Mark Nayler

Pedro Sanchez’s pro-Palestine obsession is damaging Spain

Pedro Sánchez (Credit: Getty images)

‘Today Spain shines as an example and as a source of pride. It’s [giving] an example to the international community by taking a step forward in defence of human rights.’ So said Spain’s Socialist prime minister Pedro Sánchez on Sunday, in praise of the pro-Palestine mob that brought the Vuelta a España cycle race to a premature end in Madrid. Sanchez’s support for these disruptive protests came a week after his promise to ‘consolidate in law’ a ban on Spain purchasing Israeli military equipment, in reaction to what he calls Israel’s ‘genocide’ in Gaza. 

Cyclists on the Vuelta still had several circuits of the Spanish capital to complete that afternoon, totalling around 60 kilometres. Protesters broke down barriers, however, and occupied the course in the centre of the city, forcing the cancellation of the final stage. There was no podium ceremony, either.
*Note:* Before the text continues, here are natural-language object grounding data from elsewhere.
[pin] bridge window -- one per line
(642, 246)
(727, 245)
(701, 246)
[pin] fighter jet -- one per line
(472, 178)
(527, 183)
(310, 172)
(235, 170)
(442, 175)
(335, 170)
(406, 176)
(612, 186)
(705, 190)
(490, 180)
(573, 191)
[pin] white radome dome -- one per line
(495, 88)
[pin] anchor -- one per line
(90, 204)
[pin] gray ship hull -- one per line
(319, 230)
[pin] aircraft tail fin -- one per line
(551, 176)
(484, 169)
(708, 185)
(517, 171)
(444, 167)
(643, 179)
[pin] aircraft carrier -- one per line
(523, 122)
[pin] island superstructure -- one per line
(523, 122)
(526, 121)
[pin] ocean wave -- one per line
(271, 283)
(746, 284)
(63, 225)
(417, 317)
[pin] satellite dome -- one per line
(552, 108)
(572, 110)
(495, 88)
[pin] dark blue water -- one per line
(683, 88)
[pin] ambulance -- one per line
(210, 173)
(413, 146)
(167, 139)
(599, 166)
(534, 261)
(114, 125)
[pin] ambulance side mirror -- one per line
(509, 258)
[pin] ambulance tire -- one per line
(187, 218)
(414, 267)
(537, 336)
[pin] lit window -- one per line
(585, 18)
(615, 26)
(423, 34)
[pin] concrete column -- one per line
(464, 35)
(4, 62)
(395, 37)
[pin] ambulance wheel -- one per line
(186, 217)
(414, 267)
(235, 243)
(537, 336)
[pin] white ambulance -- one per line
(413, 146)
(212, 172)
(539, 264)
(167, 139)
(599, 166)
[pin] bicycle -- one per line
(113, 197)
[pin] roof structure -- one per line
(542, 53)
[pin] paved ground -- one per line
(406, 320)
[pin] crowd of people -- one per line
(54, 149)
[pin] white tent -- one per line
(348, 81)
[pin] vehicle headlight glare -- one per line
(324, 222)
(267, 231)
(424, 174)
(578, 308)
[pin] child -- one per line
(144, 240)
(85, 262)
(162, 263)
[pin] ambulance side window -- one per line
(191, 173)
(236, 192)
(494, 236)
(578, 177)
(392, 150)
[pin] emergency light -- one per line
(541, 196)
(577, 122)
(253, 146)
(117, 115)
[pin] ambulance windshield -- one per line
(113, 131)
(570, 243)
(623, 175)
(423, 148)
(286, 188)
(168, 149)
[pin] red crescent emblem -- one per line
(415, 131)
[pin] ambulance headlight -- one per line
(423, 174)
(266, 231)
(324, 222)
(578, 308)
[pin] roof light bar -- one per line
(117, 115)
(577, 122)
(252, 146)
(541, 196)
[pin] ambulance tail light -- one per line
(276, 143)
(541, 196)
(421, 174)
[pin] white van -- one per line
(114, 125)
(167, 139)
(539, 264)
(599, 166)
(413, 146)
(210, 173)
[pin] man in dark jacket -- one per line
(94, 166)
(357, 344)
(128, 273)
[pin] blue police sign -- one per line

The race’s Danish winner, two-time Tour de France champion Jonas Vingegaard, felt robbed of a hard-won celebration. ‘It’s a pity that such a moment of eternity was taken from us’, he said.

Around 100,000 people are thought to have participated in the demonstration, many of them chanting ‘Palestine won this Vuelta’ (note the boundless arrogance of the assumption that Palestinians would have been proud of them for ruining an international sporting event in their name). Two people were arrested and 22 police officers were injured, according to government sources.

Sánchez is seriously at fault for his remarks over the Vuelta farce

Sánchez is seriously at fault for his remarks over the Vuelta farce. First for announcing that he had deep respect for ‘a Spanish society that mobilises against injustice and defends its ideas in a peaceful manner’. A peaceful protest is not one in which over twenty police officers are injured. It is beside the point that no one was seriously hurt or killed, or that the heaviest things thrown at police were water bottles – although that alone qualifies it as non-peaceful. Any protest that wrecks a major sporting event cannot be called peaceful.

It was left to the Vuelta’s organiser, Javier Guillén, to provide the condemnation that should have come from Sánchez. ‘What happened yesterday [in Madrid] was absolutely unacceptable,’ he said yesterday. ‘I regret the image it gave and it should not be repeated.’ Spain’s Conservative leader Alberto Núñez Feijóo adopted a similar stance, saying:

I defend freedom of expression, so long as it doesn’t involve violence or riots. The government has allowed the non-completion of La Vuelta and thus, an international embarrassment that was televised around the world.

Israel’s foreign minister Gideon Sa’ar posted on X that Sánchez had ‘encouraged protestors to take to the streets’ and that he was a ‘disgrace’ to Spain.

Sanchez’s claim that Sunday’s Vuelta demonstration was peaceful was bad enough, but his apportioning of blame for the aborted race was much more egregious. Rather than pointing to moronic, self-obsessed protestors, he blamed the Israel-Premier Tech cycling team, which has been repeatedly targeted by pro-Palestine agitators throughout the race, resulting in the shortening of several stages due to safety concerns. ‘I think sports organisations need to ask themselves whether it’s ethical for Israel to keep taking part in international competitions,’ Sanchez said. Hardly a surprising announcement from a leader who has also called for Israeli singers to be banned from the Eurovision song contest – a pointless move that has so far been resisted by the event’s organisers.   

It is a sad irony that the politicians who shout most loudly about inclusivity also support the toxic politicisation of artistic and sporting events and the discrimination in which that inevitably results. Unlike economic sanctions, sporting and cultural bans do not reduce a state’s capacity for war. They merely discriminate against people on the basis of nationality and aim to justify that discrimination with lofty political ideals. Wimbledon’s exclusion of Russian and Belarusian players from the tennis tournament in 2022 was utterly misguided for the same reason. This year’s bull-running fiesta in the northern Spanish city of Pamplona, as well as the 2025 edition of Glastonbury, were also tainted by deranged displays of prejudice, in both cases against Jews. 

Sánchez implies that it would be ‘ethical’ for sporting organisations to exclude participants from major events because they are Israeli. That strikes me as straightforwardly unethical. It is further proof of the warped perspective of a prime minister who is so obsessed with appearing pro-Palestine that he seems no longer able to identify anti-Semitism or sheer stupidity. Of a prime minister who looked at events in Madrid on Sunday and decided that the people who need to reflect are not the virtue-signalling idiots who engaged in a destructive protest but the cyclists who felt unsafe on the roads of Spain, and the supposedly immoral organisers who allowed Israel to participate.